State Shared Revenue: Not Much Sharing Going On
“I just hope the county doesn’t cut the budget,” a local judge told me. We were discussing how effectiveness of his alternative treatment court program and how much he needed money to keep the program operating.
Across the State, local governments – counties, cities, village and towns – are preparing budgets for their 2019 operations. A major source of their income is shared revenue from the state.
“Shared revenue” has been a fixture in Wisconsin since 1911. The state sends money to local units of government at the end of July and again in mid-November. These payments help offset the property taxes folks pay to operate local government.
The system of sharing of revenue began as a way to return a portion of the new state income tax to local governments in order to offset the property tax exemptions that were enacted at that time. The state sent the money back to locals based on how much residents of each city, village, town or county paid into the state.
At first, ninety percent of the income taxes collected were sent back to the local governments from which they came. Called “return to origin,” the payments were higher to wealthier areas as those residents paid more in income taxes on their higher incomes.
During the 1970s, the system was changed to match local need. Lawmakers created a complex formula that included population, property values and local revenue efforts. Communities that had a utility, which didn’t pay property taxes, received additional payments. The policy objective was to provide a minimum amount of money from the state even if a community had many costs and low property values.
Changes over the years ‘tweaked’ the formula. Automatic increases were eliminated, and even though the formula was still law it wasn’t followed. During the 2008-2010 recession shared revenue was cut by three and one-half percent.

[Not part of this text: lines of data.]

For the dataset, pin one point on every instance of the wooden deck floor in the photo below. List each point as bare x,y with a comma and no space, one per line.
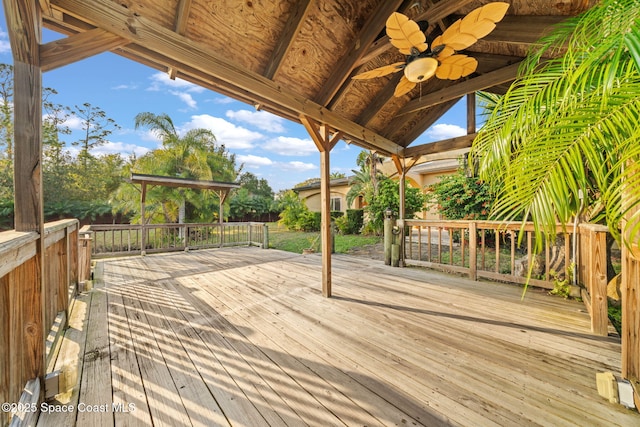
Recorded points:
243,337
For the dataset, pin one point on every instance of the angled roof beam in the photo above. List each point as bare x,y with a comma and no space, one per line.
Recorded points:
182,14
292,27
456,143
79,46
137,29
356,49
484,81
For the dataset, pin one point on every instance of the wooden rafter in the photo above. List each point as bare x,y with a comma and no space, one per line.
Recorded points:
112,16
77,47
475,84
417,122
182,16
295,21
356,49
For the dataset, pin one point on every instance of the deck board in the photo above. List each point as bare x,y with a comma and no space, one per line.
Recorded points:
244,337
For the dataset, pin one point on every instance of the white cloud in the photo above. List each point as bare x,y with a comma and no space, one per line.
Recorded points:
254,161
296,166
289,146
186,98
445,131
162,81
227,134
5,46
260,119
119,147
125,87
73,123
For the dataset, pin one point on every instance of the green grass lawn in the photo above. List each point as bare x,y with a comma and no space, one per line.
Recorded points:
296,241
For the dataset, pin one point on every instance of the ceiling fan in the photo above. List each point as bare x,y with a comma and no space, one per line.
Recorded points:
423,61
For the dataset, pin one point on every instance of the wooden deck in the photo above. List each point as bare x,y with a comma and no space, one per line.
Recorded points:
243,337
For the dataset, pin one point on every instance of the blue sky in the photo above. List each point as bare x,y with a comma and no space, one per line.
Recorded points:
270,147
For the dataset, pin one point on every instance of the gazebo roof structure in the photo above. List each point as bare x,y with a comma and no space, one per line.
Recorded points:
295,59
169,181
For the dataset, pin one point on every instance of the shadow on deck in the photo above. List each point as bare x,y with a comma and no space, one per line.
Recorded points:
244,337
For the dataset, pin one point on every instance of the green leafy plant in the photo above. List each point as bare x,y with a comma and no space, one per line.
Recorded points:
562,282
458,196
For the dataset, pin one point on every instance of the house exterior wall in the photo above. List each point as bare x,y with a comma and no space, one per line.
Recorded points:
422,176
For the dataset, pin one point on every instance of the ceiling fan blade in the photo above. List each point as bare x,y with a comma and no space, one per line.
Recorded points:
381,71
466,31
456,66
403,87
405,34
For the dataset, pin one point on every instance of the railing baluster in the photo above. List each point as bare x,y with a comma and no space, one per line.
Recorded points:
497,266
513,252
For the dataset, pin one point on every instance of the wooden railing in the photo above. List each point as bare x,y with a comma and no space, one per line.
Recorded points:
30,305
490,250
123,239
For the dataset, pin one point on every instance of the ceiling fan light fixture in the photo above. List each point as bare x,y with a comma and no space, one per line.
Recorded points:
420,69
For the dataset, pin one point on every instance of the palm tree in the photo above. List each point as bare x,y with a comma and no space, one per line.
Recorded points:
180,156
563,140
365,180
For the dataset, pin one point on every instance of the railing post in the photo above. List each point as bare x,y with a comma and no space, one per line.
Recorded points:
265,236
84,258
473,252
389,223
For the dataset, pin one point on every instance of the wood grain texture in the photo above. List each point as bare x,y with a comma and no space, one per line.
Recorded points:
392,347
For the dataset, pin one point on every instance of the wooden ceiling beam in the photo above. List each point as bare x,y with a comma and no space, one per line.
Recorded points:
379,101
80,46
456,143
356,49
182,17
475,84
425,120
291,28
522,30
135,28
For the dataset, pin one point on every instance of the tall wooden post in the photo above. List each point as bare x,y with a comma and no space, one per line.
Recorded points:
630,293
27,320
325,141
143,231
471,113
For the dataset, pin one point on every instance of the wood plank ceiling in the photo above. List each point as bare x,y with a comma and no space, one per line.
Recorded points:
296,58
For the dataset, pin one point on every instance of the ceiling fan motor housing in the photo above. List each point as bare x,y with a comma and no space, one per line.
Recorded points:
420,69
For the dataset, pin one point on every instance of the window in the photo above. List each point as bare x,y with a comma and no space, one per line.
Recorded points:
336,204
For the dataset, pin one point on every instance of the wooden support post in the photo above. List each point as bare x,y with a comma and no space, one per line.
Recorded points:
143,233
27,343
630,294
473,250
325,141
598,286
265,236
471,113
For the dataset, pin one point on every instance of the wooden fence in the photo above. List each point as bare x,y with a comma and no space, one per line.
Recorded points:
33,310
490,250
128,239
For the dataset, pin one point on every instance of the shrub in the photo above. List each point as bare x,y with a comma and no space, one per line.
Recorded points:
308,221
461,197
355,219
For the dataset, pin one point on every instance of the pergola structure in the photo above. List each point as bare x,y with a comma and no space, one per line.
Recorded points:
293,58
221,189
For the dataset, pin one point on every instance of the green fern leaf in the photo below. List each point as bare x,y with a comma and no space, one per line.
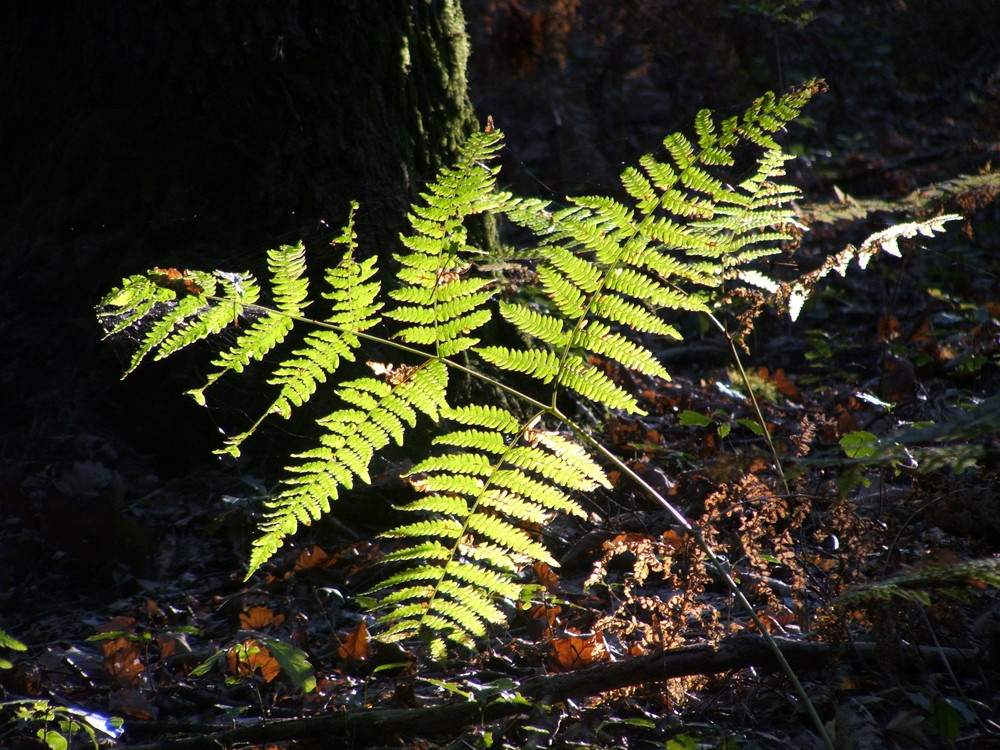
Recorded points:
352,438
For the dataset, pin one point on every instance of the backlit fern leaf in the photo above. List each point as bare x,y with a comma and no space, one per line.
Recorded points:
472,533
353,309
441,305
352,437
179,308
286,265
608,266
604,270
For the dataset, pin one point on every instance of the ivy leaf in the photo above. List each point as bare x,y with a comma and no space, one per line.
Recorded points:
293,662
860,444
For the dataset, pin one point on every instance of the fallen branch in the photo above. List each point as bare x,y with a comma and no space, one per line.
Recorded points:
736,652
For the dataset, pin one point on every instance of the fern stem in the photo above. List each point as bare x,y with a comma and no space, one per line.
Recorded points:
753,399
720,568
546,408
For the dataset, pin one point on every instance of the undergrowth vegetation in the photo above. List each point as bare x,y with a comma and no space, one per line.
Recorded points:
591,301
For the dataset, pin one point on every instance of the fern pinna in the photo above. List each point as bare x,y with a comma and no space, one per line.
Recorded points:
606,270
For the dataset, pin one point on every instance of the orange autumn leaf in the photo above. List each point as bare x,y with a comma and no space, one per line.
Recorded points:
133,704
249,657
782,382
122,660
546,576
674,540
317,557
257,618
574,652
356,646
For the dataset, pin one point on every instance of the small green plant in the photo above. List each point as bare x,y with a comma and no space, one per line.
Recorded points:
605,273
60,726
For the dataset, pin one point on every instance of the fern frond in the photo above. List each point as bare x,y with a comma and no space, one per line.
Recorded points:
178,308
795,294
472,539
286,265
440,304
956,580
352,292
352,437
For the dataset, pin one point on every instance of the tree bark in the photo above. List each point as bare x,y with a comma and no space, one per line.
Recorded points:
236,121
196,135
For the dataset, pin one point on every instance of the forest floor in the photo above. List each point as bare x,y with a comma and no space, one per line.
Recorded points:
878,539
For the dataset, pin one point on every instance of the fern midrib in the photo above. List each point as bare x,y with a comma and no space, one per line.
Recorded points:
405,348
474,510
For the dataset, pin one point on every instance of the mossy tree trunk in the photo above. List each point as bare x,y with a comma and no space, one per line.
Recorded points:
184,133
197,124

In Governor Walker’s first budget, funding was cut by over nine percent. Since 2012, annual shared revenue aid to local government has remained unchanged.

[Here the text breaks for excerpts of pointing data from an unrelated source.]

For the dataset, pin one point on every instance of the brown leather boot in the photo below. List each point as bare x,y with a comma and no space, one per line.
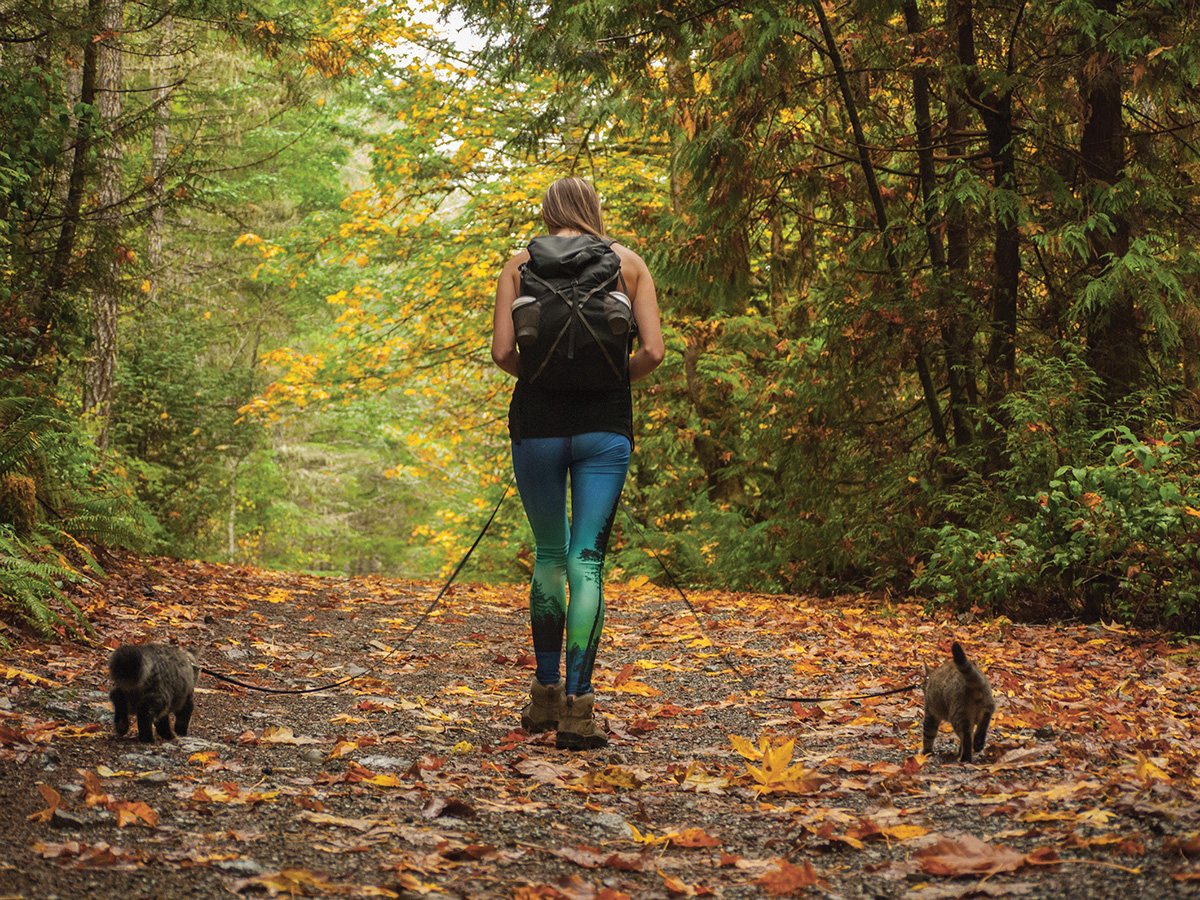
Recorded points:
576,730
545,706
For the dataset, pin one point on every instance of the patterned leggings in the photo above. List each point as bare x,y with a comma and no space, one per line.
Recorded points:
569,552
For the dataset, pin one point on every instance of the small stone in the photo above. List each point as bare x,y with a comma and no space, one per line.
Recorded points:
246,868
384,762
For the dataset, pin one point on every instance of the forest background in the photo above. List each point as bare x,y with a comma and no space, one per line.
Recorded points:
928,275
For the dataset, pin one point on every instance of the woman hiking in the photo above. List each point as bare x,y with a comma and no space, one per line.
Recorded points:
579,298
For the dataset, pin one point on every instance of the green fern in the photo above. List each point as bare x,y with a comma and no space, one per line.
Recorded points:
31,589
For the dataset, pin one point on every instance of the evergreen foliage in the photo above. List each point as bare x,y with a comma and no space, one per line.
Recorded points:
928,276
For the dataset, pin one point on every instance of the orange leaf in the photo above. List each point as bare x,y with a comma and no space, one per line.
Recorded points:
52,798
695,838
789,879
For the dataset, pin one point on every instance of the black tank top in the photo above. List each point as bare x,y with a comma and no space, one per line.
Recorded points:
541,413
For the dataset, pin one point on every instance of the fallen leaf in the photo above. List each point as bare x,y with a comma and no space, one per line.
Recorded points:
789,879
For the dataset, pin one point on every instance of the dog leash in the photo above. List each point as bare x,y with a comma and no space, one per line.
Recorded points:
420,621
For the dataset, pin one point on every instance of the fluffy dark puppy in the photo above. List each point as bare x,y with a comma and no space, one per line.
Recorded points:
153,681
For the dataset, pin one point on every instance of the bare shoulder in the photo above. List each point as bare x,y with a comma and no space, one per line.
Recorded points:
517,261
629,258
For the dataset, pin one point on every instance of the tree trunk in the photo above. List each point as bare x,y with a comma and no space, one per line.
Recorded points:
101,364
46,306
159,160
1114,342
899,282
933,221
996,114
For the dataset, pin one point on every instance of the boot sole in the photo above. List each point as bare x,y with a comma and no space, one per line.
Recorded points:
569,741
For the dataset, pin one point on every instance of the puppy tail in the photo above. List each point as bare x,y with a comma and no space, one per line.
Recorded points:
129,666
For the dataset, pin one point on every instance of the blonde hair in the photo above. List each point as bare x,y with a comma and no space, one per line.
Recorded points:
573,203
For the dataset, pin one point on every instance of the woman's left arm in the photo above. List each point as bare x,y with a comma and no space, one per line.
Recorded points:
504,339
646,312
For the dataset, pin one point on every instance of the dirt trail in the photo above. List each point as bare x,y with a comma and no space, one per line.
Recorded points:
415,780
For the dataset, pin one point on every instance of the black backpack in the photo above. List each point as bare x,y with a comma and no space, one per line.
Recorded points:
574,327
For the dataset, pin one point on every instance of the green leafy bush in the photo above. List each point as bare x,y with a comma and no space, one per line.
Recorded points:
1115,539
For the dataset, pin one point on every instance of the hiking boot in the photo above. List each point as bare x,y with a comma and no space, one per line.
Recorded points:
545,706
576,731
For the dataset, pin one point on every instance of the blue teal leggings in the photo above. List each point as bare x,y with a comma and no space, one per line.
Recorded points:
569,552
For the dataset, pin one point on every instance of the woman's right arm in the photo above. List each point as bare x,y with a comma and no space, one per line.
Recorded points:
504,339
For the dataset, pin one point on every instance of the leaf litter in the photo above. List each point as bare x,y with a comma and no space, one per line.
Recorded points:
417,781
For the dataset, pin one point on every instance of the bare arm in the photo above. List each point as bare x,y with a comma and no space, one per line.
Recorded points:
504,340
646,312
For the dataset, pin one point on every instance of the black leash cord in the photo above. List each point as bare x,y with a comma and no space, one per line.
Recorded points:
700,622
420,621
853,696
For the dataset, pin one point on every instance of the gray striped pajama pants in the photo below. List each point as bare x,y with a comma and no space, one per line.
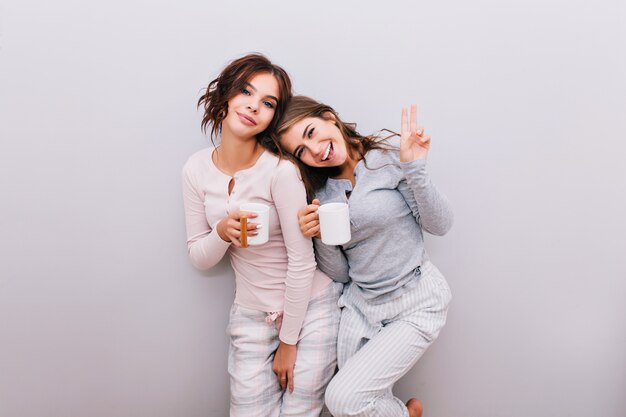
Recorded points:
254,388
379,343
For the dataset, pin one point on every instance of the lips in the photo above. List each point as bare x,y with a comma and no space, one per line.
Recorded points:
329,152
246,120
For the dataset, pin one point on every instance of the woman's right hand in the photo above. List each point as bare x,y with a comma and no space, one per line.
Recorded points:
308,219
229,228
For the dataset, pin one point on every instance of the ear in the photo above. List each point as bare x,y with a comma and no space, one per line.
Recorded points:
328,115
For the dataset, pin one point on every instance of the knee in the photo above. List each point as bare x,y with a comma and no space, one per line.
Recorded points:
340,399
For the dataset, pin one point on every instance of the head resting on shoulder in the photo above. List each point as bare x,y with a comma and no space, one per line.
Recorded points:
313,135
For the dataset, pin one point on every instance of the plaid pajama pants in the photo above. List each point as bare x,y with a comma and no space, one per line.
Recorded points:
379,343
254,388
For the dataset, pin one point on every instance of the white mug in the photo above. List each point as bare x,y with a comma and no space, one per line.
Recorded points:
334,223
262,219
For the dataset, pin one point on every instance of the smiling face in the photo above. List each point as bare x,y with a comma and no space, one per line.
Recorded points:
316,142
251,110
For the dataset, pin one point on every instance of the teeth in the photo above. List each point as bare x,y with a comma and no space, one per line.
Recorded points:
326,153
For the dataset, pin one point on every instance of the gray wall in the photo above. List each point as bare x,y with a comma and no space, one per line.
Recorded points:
101,313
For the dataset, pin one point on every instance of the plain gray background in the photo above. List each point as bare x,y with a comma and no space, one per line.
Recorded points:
101,313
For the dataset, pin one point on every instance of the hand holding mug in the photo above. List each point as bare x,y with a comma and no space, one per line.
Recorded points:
229,228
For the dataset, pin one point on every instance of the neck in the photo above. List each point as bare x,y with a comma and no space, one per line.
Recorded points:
346,170
236,153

In addition to not increasing shared revenue payments, the state asked more of local government in the form of mandates. Many of these mandates were unfunded, leaving local governments with more to do without additional resources.
State law limits local governments’ ability to raise revenue from property taxes by imposing levy caps. The combination of levy caps and decreased shared revenue from the state leaves local officials asking ‘What do we cut?’
On this one-way street where the state makes the rules, limits what local government can spend, and doesn’t share increasing revenue, local folks are stuck paying more of the cost and have few options to get extra money.
Many local governments have spent their reserves and are forced to consider borrowing money to cover needed improvements or unexpected costs, like repairing flood damage.
As discretionary programs are eliminated, more of local government budgets are taken up by public safety. Police and fire protection costs are increasing. But neither the levy cap nor the state shared revenue payments cover the increase.
Local officials are forced to choose whether to cut: public safety, repairing the roads, and/or community mental health and drug addiction programs.
Local officials are looking at increasing deficits in coming years. Next year state budget writers must address the shortfall or residents may face dire cuts in local programs.
In a memo I requested from the nonpartisan Legislative Fiscal Bureau, shared revenue would need to increase by about 30% just to keep up with inflation since 2004. That would require an investment of $415 million in the next state budget.
That sum compares to the estimated $464 million payment promised by the Governor to Foxconn for building a factory in Racine.
As local governments cut their programs this fall, we will be reminded that we can’t spend the same dollar twice. What goes to Foxconn won’t be available for shared revenue.